Risk models are also less useful when a situation is changing as rapidly as it is now due to the pandemic. Take, as an example, two contrasting restaurants. Under lockdown, a fine-dining restaurant is unlikely to experience any business, whereas a pizza delivery chain may see an increase in trade as people stay at home. When lockdown eases, however, and restaurants are allowed to reopen (but with strict social-distancing and cleaning measures in place), the situation then is quite different. The formerly empty fine-dining restaurant, which had always spaced customers far apart with a lengthier turnaround service, is now experiencing a surge in reservations as many diners look to make their first meal out in months “special”. Meanwhile, the pizza chain may see demand for deliveries shrink slightly as people rush to enjoy the outdoors and take advantage of their freedom. This is also in a context where we are seeing unprecedented government support of the economy.

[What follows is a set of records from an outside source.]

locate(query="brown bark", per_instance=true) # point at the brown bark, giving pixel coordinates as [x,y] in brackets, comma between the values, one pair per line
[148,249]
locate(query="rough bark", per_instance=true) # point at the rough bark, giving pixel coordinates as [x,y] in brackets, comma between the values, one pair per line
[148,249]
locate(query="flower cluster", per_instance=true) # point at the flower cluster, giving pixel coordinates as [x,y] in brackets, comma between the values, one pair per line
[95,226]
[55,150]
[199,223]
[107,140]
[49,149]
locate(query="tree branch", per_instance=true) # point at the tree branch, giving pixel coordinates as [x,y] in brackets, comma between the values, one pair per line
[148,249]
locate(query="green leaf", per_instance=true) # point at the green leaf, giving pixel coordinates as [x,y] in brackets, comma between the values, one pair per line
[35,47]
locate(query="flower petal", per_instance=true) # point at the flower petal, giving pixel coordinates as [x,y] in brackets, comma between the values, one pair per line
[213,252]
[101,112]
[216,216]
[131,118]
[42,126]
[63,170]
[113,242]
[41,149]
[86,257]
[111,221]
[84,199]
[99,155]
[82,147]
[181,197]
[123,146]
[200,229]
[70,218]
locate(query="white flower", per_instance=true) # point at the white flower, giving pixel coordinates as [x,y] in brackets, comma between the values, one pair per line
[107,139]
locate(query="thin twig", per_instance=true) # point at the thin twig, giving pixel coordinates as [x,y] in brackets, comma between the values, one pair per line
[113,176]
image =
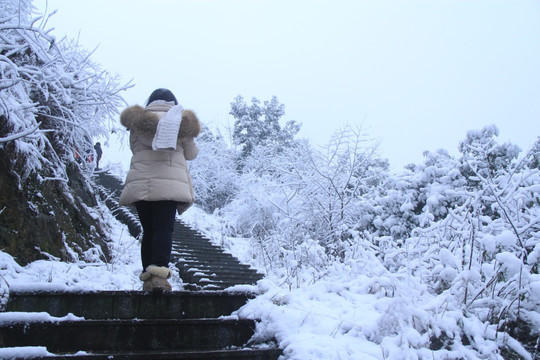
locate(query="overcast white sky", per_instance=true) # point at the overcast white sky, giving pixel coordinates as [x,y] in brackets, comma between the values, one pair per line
[417,74]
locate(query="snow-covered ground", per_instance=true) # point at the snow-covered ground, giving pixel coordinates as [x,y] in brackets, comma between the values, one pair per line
[359,310]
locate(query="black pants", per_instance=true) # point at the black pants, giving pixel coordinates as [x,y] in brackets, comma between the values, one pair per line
[157,220]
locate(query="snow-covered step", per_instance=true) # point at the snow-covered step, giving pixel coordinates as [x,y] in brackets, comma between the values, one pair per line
[129,304]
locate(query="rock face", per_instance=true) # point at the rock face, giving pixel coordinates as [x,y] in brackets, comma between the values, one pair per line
[42,218]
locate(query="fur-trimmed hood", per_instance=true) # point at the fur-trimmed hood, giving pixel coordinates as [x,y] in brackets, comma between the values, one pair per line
[145,121]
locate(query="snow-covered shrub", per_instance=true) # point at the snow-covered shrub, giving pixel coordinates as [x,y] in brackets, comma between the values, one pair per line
[53,99]
[215,179]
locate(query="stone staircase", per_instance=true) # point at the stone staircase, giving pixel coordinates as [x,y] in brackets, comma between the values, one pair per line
[133,325]
[195,323]
[201,264]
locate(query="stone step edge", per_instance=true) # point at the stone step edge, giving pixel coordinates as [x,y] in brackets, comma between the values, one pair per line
[243,353]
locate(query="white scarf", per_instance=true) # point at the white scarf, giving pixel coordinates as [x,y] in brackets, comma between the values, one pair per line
[167,130]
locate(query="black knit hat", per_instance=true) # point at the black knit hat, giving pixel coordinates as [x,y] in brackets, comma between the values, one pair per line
[162,94]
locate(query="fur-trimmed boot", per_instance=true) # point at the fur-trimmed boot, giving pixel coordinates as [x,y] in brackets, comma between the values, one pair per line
[146,279]
[155,278]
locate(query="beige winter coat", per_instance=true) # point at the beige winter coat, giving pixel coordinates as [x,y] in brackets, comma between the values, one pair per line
[159,175]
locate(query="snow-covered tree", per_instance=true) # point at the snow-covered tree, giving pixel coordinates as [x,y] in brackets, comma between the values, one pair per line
[257,125]
[54,100]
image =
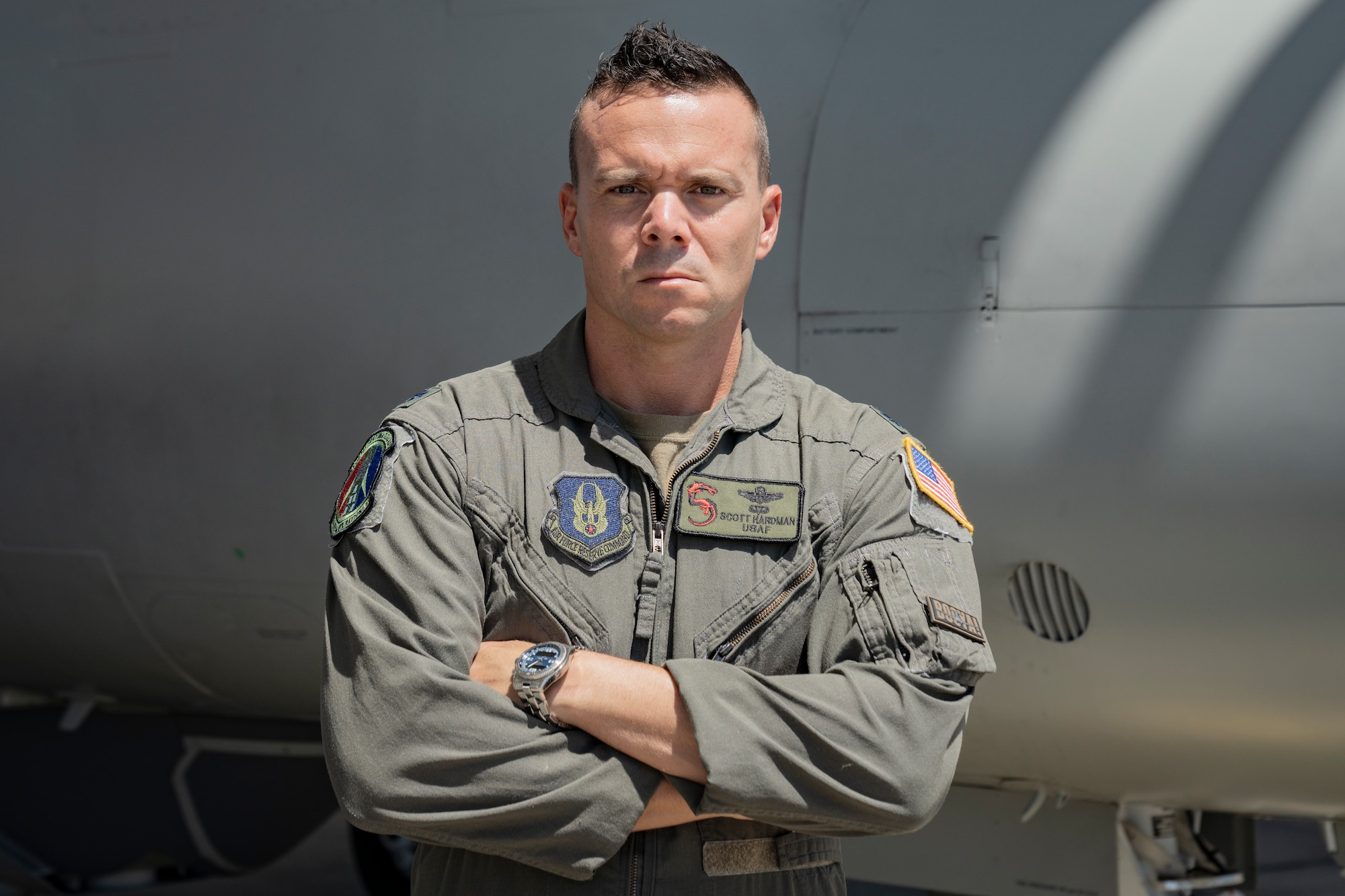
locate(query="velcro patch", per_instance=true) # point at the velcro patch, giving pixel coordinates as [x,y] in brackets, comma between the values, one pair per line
[357,495]
[754,509]
[952,618]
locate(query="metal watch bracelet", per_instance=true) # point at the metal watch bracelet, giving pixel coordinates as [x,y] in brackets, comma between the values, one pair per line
[535,696]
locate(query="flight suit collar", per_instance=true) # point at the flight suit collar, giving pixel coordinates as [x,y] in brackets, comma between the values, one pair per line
[757,399]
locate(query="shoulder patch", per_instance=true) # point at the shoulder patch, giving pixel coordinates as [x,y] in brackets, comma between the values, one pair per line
[357,495]
[753,509]
[588,518]
[423,393]
[934,482]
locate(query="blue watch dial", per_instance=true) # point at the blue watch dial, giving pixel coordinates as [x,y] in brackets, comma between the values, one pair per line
[540,659]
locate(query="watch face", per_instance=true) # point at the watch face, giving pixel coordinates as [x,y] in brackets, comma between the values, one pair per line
[541,659]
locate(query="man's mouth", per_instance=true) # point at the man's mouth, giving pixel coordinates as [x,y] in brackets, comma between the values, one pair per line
[669,279]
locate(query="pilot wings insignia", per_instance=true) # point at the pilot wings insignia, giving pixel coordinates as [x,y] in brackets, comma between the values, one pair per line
[761,498]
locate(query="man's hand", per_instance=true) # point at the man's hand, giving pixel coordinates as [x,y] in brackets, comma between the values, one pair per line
[630,705]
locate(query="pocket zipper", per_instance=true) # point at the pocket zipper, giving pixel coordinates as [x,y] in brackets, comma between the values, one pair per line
[762,615]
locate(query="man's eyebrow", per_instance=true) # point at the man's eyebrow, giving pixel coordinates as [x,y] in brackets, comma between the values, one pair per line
[716,178]
[712,177]
[619,175]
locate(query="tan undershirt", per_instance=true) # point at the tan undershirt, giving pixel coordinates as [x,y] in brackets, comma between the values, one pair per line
[660,436]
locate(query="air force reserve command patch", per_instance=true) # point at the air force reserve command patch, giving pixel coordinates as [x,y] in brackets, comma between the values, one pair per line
[590,520]
[754,509]
[931,481]
[357,495]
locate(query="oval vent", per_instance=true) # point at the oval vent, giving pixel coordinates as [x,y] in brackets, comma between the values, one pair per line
[1048,600]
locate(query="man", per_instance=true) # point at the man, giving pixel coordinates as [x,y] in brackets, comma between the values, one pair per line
[754,602]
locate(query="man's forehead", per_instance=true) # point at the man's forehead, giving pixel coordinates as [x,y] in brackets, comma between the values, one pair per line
[645,120]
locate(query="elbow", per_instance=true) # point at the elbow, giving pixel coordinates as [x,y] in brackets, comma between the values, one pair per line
[914,802]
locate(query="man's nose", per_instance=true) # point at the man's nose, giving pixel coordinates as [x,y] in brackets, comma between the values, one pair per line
[666,221]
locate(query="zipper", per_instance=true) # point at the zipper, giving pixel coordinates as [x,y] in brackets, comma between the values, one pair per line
[870,581]
[660,526]
[762,615]
[637,845]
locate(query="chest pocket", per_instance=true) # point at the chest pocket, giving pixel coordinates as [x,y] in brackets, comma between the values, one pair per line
[917,600]
[769,627]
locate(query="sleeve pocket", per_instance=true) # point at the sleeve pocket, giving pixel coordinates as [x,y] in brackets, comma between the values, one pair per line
[892,584]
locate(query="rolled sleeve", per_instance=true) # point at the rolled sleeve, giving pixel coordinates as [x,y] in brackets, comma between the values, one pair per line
[418,748]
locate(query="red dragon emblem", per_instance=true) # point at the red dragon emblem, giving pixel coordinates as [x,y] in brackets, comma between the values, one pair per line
[707,506]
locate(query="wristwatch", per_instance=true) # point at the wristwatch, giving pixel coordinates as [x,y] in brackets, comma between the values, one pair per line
[540,667]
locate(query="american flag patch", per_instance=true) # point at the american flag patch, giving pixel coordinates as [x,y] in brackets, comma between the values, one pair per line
[934,482]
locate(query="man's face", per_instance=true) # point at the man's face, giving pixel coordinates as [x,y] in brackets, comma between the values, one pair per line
[669,213]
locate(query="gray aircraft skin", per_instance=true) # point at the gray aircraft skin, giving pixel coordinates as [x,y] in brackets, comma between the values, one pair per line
[1091,255]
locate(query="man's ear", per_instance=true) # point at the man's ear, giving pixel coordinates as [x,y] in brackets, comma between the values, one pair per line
[570,220]
[771,198]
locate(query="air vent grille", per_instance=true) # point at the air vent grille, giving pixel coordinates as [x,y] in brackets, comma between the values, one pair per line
[1048,602]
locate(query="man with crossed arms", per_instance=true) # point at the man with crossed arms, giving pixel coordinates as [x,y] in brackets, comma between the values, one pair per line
[645,612]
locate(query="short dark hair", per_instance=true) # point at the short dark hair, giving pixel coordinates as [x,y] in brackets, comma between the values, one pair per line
[657,58]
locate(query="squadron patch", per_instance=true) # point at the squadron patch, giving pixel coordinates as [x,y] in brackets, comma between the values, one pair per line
[754,509]
[588,518]
[934,482]
[357,495]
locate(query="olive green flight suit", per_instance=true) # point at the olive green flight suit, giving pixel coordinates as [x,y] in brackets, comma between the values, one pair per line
[825,701]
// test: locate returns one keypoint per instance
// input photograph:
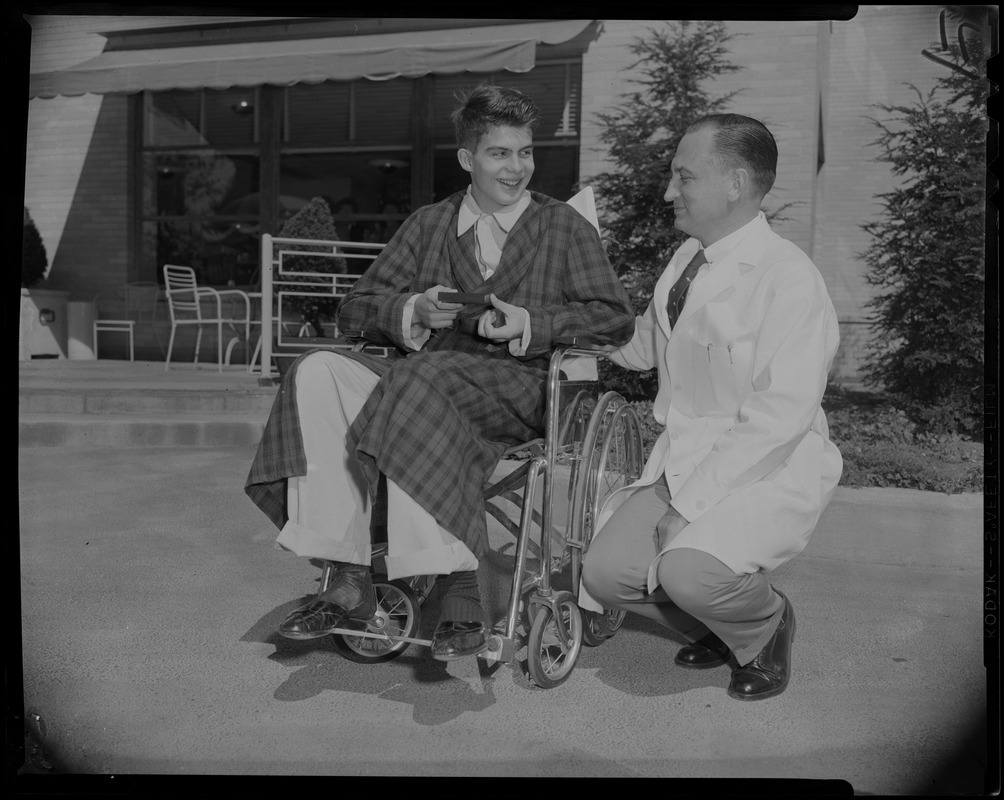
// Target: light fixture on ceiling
(388, 165)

A situation like this is so dynamic and ever-evolving that banks need to be able to rerun scenarios on loans on a regular basis, using new, real-time data as they receive it.
Lending models will also need to provide an understanding of the portfolio at the granular-loan level, taking into account the individuality of each business and how metrics such as their cashflow may be affected by the crisis. A luxury boutique that specialises in made-to-measure gowns is likely to see its revenues obliterated as few customers would have an occasion to wear one of its creations. E-commerce businesses that specialise in yoga wear, by contrast, may see a substantial increase as customers practise more yoga at home and order more online.
As the consultancy McKinsey has noted in its report on lending after Covid-19, “to evaluate creditworthiness properly… banks must go beyond analyses of sectors or subsectors and assess individual borrowers.”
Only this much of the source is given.